At a really simplified level, an analyst is responsible for taking a pile of data and come back with a handful of insights to report. Data in, insights out. If you’re not familiar with the process, it may be easy to assume they knew from the beginning those few key numbers that they wanted to report, and simply ran some calculations to get them.
But it’s not always that easy. Honestly, it never is. When you’re dealing with real world data sets, you don’t know what’s interesting until you’re knee deep in the data. To get there, you have to just start exploring.
My first step is almost always a simple scatterplot across a few dimensions. This will give you a better understanding of the overall shape of your data, and help you uncover any holes or extreme outliers. With outliers easy to pick out, it’s often helpful to take what was just a number and go back to the source to tease out the story. Some analytics tools, for instance, will let you to take a session id and see the entire clickstream to see what really happened with that outlier that somehow purchased eight times but never saw a receipt page.
Correlegrams are another great tool for exploration.
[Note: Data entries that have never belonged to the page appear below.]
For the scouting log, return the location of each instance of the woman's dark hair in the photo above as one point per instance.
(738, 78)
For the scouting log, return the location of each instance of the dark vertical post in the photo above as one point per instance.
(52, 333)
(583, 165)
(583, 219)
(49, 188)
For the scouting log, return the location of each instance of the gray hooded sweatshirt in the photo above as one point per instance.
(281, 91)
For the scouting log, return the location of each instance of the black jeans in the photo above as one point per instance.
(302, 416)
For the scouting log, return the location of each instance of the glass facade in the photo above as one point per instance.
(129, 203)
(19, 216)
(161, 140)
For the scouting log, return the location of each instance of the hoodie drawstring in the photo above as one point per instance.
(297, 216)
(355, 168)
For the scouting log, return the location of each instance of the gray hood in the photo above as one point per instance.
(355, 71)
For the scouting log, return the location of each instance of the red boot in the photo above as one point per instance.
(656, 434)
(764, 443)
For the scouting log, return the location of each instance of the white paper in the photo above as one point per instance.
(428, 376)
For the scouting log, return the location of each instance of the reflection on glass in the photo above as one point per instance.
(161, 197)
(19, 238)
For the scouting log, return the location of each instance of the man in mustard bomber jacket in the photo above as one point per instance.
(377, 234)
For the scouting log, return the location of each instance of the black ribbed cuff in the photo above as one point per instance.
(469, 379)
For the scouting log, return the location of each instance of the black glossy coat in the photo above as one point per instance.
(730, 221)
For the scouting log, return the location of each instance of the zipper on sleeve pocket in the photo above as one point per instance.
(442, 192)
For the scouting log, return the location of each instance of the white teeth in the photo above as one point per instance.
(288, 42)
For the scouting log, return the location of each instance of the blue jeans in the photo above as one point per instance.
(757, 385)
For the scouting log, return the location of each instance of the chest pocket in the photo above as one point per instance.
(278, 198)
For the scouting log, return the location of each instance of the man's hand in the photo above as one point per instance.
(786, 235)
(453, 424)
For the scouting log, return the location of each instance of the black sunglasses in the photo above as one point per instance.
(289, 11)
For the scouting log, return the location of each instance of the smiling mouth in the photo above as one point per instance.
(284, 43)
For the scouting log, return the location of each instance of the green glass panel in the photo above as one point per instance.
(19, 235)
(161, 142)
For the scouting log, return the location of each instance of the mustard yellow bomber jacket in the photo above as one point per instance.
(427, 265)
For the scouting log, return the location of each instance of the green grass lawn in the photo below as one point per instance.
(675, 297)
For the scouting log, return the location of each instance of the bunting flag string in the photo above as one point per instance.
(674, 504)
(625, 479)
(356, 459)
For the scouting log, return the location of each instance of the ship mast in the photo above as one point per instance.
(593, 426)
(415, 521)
A correlegram will simply plot the correlations across all dimensions of your data set, so at a glance you’ll be able to see what factors seem to be related and to what degree. Couldn’t be easier with the corrgram package in R:
> library("corrgram") > dataset <- read.delim("TAB_DELIMITED_FILE_HERE") > corrgram(dataset)
I’m not exaggerating – it’s a three line copy/paste to get a correlegram that will look something like this:
The darker shades indicate a strong correlation, and blue indicates a positive correlation whereas red indicates a negative one. I scrubbed the variable names that would be in the white squares, but it’s easy to see how useful this three liner in R can quickly get you on an exploratory path.
The Workhorse – Pivot Tables
Pivot tables are another great tool if you’re not willing or able to fire up R. You can slice and dice and find patterns with a simple GUI. Similar to corregrams, you can use conditional formatting to see how the variables interplay at a glance.
A Quick Note on Process
I find it easiest to take notes on paper while I go through this process. It helps because I quickly jot down my thoughts and let my mind wander from point to point. It’s easy to get lost in a trail – you’ll find an interesting pattern, make a guess about the meaning and then start slicing other ways to check your assumptions, on and on down the line until you’re 6 steps removed from the original pattern. Those trails are often the most productive, so by keeping my notes light I can retrace my steps without taking myself out of the moment.
It may seem like wasted work, as you’ll often end up re-running reports that you had already seen during exploration. But despite the roots in hard sciences, analysis is often a creative endeavor. Your mind needs space to think creatively without feeling weighed down by documenting every step of your exploration process.